Pop interludes
Highbrow musicians do justice to songs that may surprise their fans
Full access isn’t far.
We can’t release more of our sound journalism without a subscription, but we can make it easy for you to come aboard.
Get started for as low as $3.99 per month.
Current WORLD subscribers can log in to access content. Just go to "SIGN IN" at the top right.
LET'S GOAlready a member? Sign in.
From Walter Murphy's "A Fifth of Beethoven" to Sting's recent foray into Tudor-era minstrelsy, pop musicians have striven to increase their cultural clout by shaping "serious" music to their own ends. Seldom, however, do highbrow performers return the favor.
So it is that a trio of just such releases-by the American opera singer Jessye Norman, the German bass-baritone Thomas Quasthoff, and the Michigan-based Brass Band of Battle Creek-merits a double take. Better yet, they also merit a double, and maybe even a triple or quadruple, listen.
Plural exposures are definitely recommended for Jessye Norman's live Roots: My Life, My Song (Sony Classical). No matter how much fans may have marveled at her triumphs on the concert-hall stage, chances are that no one ever left one of her operas muttering, "Oh, her arias were all right, but I really wish she'd sunk her teeth into 'Mack the Knife' or 'My Baby Just Cares for Me.'"
Yet "Mack the Knife" and "My Baby Just Cares for Me," along with over a dozen chestnuts from the gospel, jazz, and show-tune repertoires ("His Eye Is on the Sparrow," "Don't Get Around Much Anymore," West Side Story's "Somewhere"), are exactly what Roots provides. And despite Norman's insisting in the blurb that the material "comprises [her] personal universe and allows [her] . . . to pay homage to the icons who created the music," hearing her invest her world-class talent in songs not originally tailored for a full-bodied soprano voice is at first a little like watching Mikhail Baryshnikov dance the Charleston.
But the strangeness wears off (well, most of it-it's still unusual to hear a "Somewhere" that can shatter glass), and what emerges is an unusually classy demonstration of both the richness and the commonality of putatively uncommon musical ground.
Thomas Quasthoff has tackled popular song before. But acquitting himself as he did on his 2007 album The Jazz Album: Watch What Happens with material compatible with his classically trained voice like "My Funny Valentine," "I've Grown Accustomed to Her Face," and Stevie Wonder's "You and I" was no guarantee that he'd know what to do with staples of the American soul soundtrack like "Rainy Night in Georgia," "Ain't No Sunshine," and "I Can't Stand the Rain," which he performs on his latest album, Tell It Like It Is (Deutsche Grammophon).
Perhaps Quasthoff himself had doubts and therefore, as a means of anchoring Tell It Like It Is to The Jazz Album, included a rendition of "The Seventh Son" that's more Mose Allison than Willie Dixon and a second consecutive Stevie Wonder composition ("Have a Talk with God").
He needn't have worried. Despite coming off at times a little too dignified for the Chitlin' Circuit, he sounds on the whole surprisingly at ease amid Deep South grooves, so much so that blindfold-test takers probably wouldn't guess his roots lay in Lower Saxony-or why his performance of Randy Newman's "Short People" qualifies as the musical joke of the year so far: Due to prenatal thalidomide exposure, Quasthoff stands only four feet tall.
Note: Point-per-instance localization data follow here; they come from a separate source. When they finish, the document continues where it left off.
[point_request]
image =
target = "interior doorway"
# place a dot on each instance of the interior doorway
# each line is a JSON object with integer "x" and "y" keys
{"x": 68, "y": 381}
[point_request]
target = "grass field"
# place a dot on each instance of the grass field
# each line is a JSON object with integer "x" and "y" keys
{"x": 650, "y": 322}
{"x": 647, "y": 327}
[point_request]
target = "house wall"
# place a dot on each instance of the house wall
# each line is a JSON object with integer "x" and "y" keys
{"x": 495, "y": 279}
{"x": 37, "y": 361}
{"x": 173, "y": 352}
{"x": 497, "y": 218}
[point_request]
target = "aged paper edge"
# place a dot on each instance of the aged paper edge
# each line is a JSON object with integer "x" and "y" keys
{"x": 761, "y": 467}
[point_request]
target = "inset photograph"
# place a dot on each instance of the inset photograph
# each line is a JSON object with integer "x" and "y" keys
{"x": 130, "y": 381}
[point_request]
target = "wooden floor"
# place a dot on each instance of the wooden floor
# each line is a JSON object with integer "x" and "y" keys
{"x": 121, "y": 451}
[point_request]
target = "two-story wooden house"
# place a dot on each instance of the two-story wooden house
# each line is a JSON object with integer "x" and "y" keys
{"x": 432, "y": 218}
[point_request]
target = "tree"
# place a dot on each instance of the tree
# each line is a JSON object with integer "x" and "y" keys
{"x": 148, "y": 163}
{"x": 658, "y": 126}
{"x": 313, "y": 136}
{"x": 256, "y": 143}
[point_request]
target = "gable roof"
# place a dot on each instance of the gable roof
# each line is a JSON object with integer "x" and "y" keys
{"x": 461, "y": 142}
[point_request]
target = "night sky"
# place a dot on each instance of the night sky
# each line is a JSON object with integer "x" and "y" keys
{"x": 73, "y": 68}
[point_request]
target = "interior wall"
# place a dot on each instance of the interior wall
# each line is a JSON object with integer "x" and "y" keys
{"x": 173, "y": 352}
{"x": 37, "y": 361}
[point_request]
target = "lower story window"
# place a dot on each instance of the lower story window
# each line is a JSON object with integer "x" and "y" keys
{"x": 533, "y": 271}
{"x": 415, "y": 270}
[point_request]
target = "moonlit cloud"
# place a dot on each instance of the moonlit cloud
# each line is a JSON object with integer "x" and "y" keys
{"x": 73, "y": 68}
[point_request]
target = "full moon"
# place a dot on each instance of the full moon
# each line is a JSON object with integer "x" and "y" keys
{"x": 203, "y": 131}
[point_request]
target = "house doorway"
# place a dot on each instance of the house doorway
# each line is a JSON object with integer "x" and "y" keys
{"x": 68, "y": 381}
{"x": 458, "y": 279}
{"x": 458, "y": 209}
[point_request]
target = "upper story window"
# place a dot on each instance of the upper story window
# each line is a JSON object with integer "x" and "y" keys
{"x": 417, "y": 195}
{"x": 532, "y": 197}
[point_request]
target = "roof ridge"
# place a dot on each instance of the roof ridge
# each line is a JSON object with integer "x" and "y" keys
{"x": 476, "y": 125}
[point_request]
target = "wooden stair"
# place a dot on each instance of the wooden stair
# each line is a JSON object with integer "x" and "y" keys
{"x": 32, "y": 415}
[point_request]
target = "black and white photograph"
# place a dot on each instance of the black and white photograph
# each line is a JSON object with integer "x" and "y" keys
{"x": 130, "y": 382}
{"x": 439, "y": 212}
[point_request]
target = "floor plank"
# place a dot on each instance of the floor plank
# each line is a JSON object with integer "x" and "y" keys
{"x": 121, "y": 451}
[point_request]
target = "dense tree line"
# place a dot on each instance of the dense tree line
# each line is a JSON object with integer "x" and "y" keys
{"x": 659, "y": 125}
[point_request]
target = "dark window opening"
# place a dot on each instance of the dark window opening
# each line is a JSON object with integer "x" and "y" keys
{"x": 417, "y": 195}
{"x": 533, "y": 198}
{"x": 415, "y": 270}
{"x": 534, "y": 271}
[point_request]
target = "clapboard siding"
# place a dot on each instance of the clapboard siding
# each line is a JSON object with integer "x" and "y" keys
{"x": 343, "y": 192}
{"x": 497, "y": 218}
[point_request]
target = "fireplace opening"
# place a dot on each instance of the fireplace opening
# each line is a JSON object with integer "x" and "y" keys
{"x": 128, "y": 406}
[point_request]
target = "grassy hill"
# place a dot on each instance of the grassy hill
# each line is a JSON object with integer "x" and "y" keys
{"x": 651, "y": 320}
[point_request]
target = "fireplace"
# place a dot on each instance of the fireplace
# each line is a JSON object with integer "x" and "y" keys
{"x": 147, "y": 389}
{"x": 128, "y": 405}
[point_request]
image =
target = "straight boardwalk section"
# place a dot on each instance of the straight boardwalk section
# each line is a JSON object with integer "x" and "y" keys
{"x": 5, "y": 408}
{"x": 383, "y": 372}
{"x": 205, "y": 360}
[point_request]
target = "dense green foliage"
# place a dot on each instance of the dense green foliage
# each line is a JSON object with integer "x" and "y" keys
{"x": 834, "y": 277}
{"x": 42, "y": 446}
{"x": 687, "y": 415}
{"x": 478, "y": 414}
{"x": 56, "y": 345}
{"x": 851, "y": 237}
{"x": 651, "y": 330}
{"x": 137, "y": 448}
The Brass Band of Battle Creek's live Music for Battle Creek (MSR) isn't a complete immersion in the mainstream, not with a Shostakovich composition opening the album, a Wagner composition closing it, and an Offenbach composition midway through. But at least one track will have even non--music majors pushing the "repeat" button: the BBBC's exuberant "Gonna Fly Now" (aka "Theme from Rocky"), which combines elements of the Maynard Ferguson version with the Bill Conti original and that, had it come out 33 years ago, could've easily been a contender.
Please wait while we load the latest comments...
Comments
Please register, subscribe, or log in to comment on this article.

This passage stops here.